In dien Naam hebben de apostelen des Heeren later gepredikt, teekenen en wonderen gedaan. Die naam neemt een geheel eenige plaats in in de geschiedenis der Christelijke kerk. Die Naam is voor allen, die hem kennen, van een aangenamen klank, van een schoone melodie. Die Naam is als een uitgestorte olie, die haar welriekende geuren heinde en ver verbeidt. Omdat alle menschen zondaars zijn, is er alleen in dien Naam heil. Daarin komt tot u de blijde tijding, dat er voor zondaren mogelijkheid is om zalig te worden, Mogelijkheid tot redding en eeuwige behoudenis. Waar die Naam nog onbekend is, heerscht de duisternis. Daar tast men gelijk de blinden naar den wand.
Er is geen andere naam onder den hemel gegeven, waardoor wij moeten zalig worden. In dien Naam ligt alles begrepen, wat een arm zondaar noodig heeft om getroost te leven en zalig te sterven.
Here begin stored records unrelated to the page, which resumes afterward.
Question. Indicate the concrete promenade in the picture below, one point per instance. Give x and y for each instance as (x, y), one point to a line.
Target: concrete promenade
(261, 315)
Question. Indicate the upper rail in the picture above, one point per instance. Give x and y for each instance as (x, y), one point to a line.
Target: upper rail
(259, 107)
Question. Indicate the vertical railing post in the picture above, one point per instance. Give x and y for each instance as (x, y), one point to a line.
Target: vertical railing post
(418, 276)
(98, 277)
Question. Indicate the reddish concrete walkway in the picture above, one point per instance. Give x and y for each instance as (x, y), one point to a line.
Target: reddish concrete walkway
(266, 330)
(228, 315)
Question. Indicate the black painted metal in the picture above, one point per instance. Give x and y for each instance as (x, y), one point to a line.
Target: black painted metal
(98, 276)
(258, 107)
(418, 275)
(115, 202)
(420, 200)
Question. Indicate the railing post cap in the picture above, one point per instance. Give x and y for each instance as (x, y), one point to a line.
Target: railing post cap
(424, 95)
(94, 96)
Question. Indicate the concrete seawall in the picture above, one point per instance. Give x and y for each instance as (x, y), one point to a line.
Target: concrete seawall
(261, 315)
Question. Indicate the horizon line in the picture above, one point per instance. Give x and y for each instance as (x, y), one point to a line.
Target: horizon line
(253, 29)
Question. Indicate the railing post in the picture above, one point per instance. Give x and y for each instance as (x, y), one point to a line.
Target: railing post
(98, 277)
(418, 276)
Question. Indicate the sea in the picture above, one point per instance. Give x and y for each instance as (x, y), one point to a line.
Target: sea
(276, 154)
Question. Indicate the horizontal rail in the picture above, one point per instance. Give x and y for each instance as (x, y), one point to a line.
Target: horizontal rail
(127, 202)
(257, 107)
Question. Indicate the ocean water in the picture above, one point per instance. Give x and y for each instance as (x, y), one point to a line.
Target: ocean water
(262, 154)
Die Naam is een vuurbaak op zee, een Schild in den strijd, een medicijn voor gebrokenen van hart.
Voor ieder, die uit de diepte zijner ellende, uit de grootheid van zijn nood, uit de benauwdheid zijns harten bidden leert: o God, wees mij zondaar genadig, is in den naam van Jezus troost, licht en verkwikking. Hoe ellendig en nooddruftig, hoe bedroefd en verslagen ge u ook kent en gevoelt, als ge slechts weet het einde, waartoe Gods Zoon op aarde kwam, is onder den invloed en zegen des Heiligen Geestes de prediking van alles, wat de naam van den Zaligmaker inhoudt, genoeg om u op te wekken, aan te moedigen en te verzekeren van ’s Heeren wege, dat in Hem ook voor u de zaligheid is geopenbaard.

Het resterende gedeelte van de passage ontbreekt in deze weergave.